Il y a dans la musique de Tyni quelque chose d'immédiat, de physique — ce genre de son qui court-circuite le cerveau et va directement aux hanches. Son reggae-dancehall ne cherche pas à être subtil : il frappe, il pulse et embarque. Les influences caribéennes sont là, assumées, mais le soleil qui les chauffe est clairement malgache. New Jamaïque, son clip le plus marquant, tourné à Toamasina avant le passage du cyclone, capture exactement ça — une ville, une ambiance, une énergie collective suspendue dans le temps. Le clip est devenu, malgré lui, une archive d'un instant disparu. « Aujourd'hui, il a une valeur émotionnelle très forte », confie-t-elle. Derrière l'artiste, il y a une diplômée en marketing et communication digitale qui, il y a deux ans, a posé ses dossiers pour ne plus les reprendre. La musique ou rien.

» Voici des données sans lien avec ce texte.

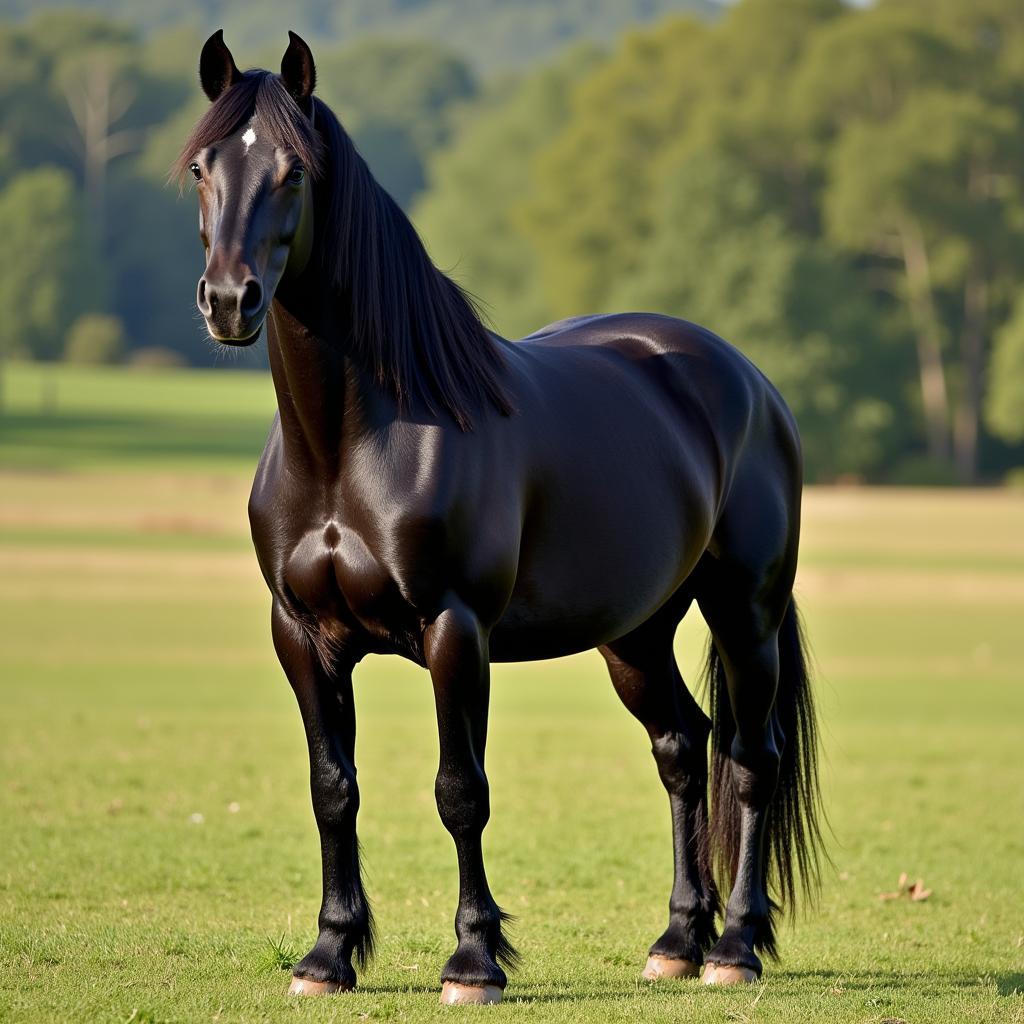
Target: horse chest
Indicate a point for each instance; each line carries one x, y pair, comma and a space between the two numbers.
341, 583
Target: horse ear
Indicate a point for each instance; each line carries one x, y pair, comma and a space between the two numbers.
298, 72
216, 67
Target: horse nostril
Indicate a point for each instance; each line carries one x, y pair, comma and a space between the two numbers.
252, 297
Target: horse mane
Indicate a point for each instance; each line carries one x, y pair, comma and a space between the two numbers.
412, 327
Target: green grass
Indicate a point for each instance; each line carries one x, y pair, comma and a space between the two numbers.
159, 860
61, 417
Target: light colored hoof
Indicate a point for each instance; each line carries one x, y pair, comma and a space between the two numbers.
305, 986
721, 974
669, 967
454, 994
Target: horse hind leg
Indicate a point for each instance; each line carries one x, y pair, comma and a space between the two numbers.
647, 680
764, 786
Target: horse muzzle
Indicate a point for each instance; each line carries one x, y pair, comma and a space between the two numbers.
233, 311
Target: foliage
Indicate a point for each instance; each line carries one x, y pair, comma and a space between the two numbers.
52, 272
95, 338
488, 34
471, 215
1005, 412
837, 190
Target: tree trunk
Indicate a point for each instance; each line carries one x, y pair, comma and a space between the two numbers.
935, 397
968, 414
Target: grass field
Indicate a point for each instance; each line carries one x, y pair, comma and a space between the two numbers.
159, 860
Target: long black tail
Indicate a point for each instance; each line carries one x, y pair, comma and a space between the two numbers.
794, 830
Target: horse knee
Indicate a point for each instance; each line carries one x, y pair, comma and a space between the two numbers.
755, 769
463, 801
682, 758
336, 797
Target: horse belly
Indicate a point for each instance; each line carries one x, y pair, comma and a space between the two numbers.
595, 566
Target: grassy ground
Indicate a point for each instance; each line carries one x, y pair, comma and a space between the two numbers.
158, 842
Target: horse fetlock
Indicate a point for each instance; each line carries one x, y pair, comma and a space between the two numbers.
473, 964
735, 948
328, 964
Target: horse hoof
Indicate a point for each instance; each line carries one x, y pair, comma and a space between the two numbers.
306, 986
453, 993
669, 967
722, 974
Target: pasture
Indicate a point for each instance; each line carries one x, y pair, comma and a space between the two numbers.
159, 859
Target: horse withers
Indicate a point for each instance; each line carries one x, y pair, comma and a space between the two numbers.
432, 491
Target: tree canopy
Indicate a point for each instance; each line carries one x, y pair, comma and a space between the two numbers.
838, 190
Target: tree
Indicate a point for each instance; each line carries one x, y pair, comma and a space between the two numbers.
931, 192
471, 213
1005, 404
395, 97
723, 255
51, 271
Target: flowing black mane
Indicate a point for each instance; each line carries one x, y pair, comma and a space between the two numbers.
412, 327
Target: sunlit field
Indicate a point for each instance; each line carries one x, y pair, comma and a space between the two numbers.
159, 860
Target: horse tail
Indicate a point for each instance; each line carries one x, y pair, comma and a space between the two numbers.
795, 815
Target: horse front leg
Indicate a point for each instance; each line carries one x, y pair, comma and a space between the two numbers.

Tyni ne mâche pas ses mots — et ce n'est pas une façon de parler. Ses textes s'ancrent dans le réel, dans ce qui se vit et s'observe, avec une franchise qui ne va pas par quatre chemins. « Je raconte ce que je vois, avec mon style, mon énergie, parfois une touche d'ego trip », dit-elle sans détour. L'idée : que les gens se reconnaissent, qu'ils vibrent, qu'ils passent un vrai moment. Pas de storytelling fabriqué, pas de pose. Elle écrit comme elle parle — direct, chaud, sans filtre superflu. Ce côté frontal tranche dans un paysage musical local où l'on arrondit parfois les angles. Chez Tyni, les angles restent. C'est précisément ce qui accroche.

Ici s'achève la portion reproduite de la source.